Semarang, Idola 92.6 FM – Banyak orang yang punya ide cemerlang guna menopang perekonomian keluarga. Tapi tak banyak yang langsung melakukannya. Setidaknya itu terlihat di sekitar kita.
Tapi tidak dengan pasangan suami istri Joko dan Mukti, warga Jl Sinar Mas Raya Kedungmundu Kecamatan Tembalang Kota Semarang. Mereka mengaplikasikan ide tersebut, hingga tercetus jualan gorengan tahu petis merk premium.
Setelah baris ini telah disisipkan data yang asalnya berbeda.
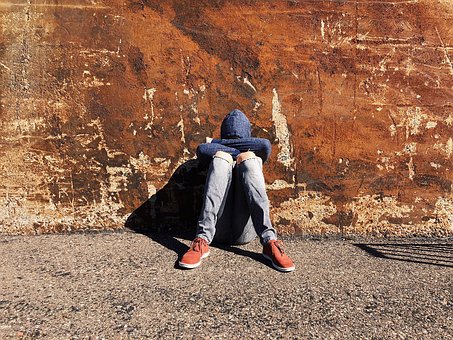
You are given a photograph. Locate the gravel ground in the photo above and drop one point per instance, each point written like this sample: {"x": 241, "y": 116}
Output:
{"x": 126, "y": 285}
Tahu petis adalah pilihan di antara banyak pilihan gorengan yang dilirik mereka dalam membuka usaha. Saat pandemi covid-19 melanda Indonesia bahkan Dunia, mereka membuka usaha gorengan tahu petis di rumah. Pemesanan bisa dilakukan via aplikasi marketplace seperti Grab dan Shopee, langsung datang ke rumah dan juga via WhatsApp.
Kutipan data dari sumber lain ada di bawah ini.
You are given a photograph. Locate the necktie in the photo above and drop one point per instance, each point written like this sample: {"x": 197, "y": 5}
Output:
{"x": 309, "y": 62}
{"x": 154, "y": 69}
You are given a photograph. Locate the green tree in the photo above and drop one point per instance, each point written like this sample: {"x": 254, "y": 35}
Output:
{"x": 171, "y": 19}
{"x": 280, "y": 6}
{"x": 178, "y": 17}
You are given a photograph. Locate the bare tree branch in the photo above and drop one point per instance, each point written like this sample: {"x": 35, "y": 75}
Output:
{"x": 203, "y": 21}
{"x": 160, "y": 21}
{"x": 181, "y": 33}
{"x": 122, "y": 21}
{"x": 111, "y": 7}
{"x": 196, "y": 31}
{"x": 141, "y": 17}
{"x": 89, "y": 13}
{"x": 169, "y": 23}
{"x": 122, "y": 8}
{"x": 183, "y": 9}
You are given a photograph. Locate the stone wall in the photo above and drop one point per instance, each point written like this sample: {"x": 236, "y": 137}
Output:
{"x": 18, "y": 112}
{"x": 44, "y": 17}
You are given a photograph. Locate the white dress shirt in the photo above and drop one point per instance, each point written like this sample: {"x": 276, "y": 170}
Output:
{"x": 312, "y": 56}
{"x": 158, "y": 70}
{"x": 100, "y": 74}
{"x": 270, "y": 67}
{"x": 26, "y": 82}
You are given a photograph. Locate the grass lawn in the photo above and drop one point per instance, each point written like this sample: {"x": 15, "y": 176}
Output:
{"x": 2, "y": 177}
“Bukanya itu waktu pandemi 2020, tepatnya Juni 2020 karena pada di rumah semua nggih. Corona. Jadinya apa kita punya ide, ngopo ya ngopo ya, punya aktivitaslah, karena di rumah semua nggih itu, dari anak-anak sampai orang tua di rumah, terus buka gorengan ini,”tutur Mukti (53) saat dijumpai di rumahnya, Minggu (27/10).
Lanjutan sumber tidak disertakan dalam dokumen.